Guyanese charged over US$12M cocaine shrimp find

Guyanese Heeralall Sukdeo, who was held last week by US authorities after he went to uplift a shipment of shrimp in which cocaine valued US$12 million was discovered, on Tuesday appeared before Magistrate Judge Robert M. Levy on the charge of knowingly and intentionally conspiring to import a substance containing cocaine.

According to court information seen by Stabroek News, Sukdeo was represented by Samuel Gregory in a Brooklyn Court Federal Court and was ordered detained after no bail package was presented. It is not clear when he would reappear in court.

The New York Daily News reported last week that a drug-sniffing dog alerted authorities to a shipping container that arrived at the Red Hook Terminal from Guyana, leading to the discovery of 268 kilos of cocaine packaged inside the container with frozen shrimp.

According to a complaint by U.S. Homeland Security special agent Ryan Varrone, agents secretly removed the cocaine-filled shrimp and tailed the container after it cleared customs on June 15th.

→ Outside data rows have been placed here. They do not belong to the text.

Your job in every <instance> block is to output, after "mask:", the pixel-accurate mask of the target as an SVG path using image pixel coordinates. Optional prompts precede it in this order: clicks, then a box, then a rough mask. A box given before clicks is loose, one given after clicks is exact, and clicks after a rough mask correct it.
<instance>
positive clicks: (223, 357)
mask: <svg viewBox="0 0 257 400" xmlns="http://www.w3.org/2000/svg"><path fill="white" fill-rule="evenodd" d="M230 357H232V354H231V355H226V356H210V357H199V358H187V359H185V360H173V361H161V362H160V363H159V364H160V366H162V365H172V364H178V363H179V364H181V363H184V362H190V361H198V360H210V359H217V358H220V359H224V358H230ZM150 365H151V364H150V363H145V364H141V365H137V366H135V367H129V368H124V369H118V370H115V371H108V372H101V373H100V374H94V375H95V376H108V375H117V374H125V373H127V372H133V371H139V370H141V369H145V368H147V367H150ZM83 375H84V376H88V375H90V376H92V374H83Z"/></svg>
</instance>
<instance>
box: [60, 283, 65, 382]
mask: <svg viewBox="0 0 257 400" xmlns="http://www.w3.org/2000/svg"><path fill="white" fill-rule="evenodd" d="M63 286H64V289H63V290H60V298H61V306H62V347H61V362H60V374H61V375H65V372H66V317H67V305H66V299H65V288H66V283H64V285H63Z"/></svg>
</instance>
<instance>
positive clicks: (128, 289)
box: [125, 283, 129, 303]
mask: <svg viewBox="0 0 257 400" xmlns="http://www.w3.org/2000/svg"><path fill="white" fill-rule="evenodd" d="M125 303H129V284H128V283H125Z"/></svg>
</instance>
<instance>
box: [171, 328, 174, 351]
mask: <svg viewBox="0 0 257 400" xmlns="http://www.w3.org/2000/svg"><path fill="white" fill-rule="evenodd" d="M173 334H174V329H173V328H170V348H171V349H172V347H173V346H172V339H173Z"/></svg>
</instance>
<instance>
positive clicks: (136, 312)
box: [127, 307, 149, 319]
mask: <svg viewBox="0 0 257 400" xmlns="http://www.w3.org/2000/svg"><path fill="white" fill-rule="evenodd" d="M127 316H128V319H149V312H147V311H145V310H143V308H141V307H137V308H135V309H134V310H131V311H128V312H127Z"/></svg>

The container was delivered to an unidentified warehouse in Brooklyn, where agents spotted Sukdeo “together with others… organizing and supervising the unloading” of the shipment, the complaint states. Sukdeo, 59, the owner of Sukdeo Sons Fishing, a shipping company based in Queens, was arrested, but said he was innocent of any wrongdoing.

Locally, the shipper of the container, Imrain Khan, turned himself in last Friday and was questioned by police and ranks from the Customs Anti-Narcotic Unit (CANU) but has since been released.

Sukdeo has a local branch of his company located at Lot 1 Pump Road, Lusignan, East Coast Demerara.